MUSIC: "Our World" theme

This week on Our World: Astronauts are fixing the Hubble Space Telescope ... How melting Antarctic ice could affect sea levels ... and a key nutrient that can help prevent premature births ...

BUKOWSKI: "The reduction was really huge. It was 70 percent lower risk of delivering between 20 and 28 weeks. This is the very premature babies, the ones who likely not survive."

The value of folic acid, computer programming that's simple enough for kids, and more.

I'm Art Chimes. Welcome to VOA's science and technology magazine, "Our World."




Shuttle crew begins Hubble telescope repairs


Astronauts aboard the space shuttle Atlantis are about halfway through their 11-day mission to repair the Hubble Space Telescope.

The flight began on Monday from Cape Canaveral, Florida.

GEORGE DILLER: "... two ... one ... and liftoff of Space Shuttle Atlantis on a final visit to enhance the vision of Hubble into the deepest grandeur of our universe."

As Atlantis roared into space, another space shuttle, Endeavour, sat poised on the next launch pad, ready to fly a rescue mission if Atlantis got into trouble.

NASA originally thought it was too dangerous to fly this mission, far from the safe haven of the International Space Station.
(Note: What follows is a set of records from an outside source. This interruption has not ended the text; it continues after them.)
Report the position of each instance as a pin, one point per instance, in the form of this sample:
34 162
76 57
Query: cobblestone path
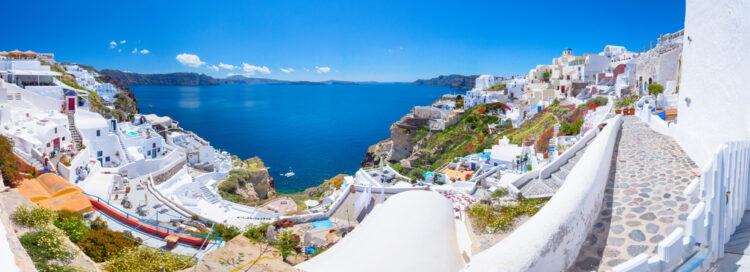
643 200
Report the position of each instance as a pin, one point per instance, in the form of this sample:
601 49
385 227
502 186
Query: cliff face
179 79
248 184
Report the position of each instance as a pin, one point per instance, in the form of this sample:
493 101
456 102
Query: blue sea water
316 131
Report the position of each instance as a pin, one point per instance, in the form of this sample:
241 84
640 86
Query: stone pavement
643 200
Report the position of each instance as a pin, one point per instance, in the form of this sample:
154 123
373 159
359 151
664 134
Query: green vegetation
469 135
497 87
73 227
226 232
287 242
540 123
257 233
146 259
45 245
485 217
104 245
500 192
8 167
33 216
655 89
But they bowed to pressure from the astronomy community, which considers Hubble the most important and productive telescope they've ever used.

The space shuttle Columbia broke up as it was returning to Earth in 2003. Investigators determined that there was damage to the heat-resistant tiles, caused by a piece of falling insulation during launch.

Atlantis astronauts observed some minor damage on the shuttle after launch, but it is considered superficial and not a threat.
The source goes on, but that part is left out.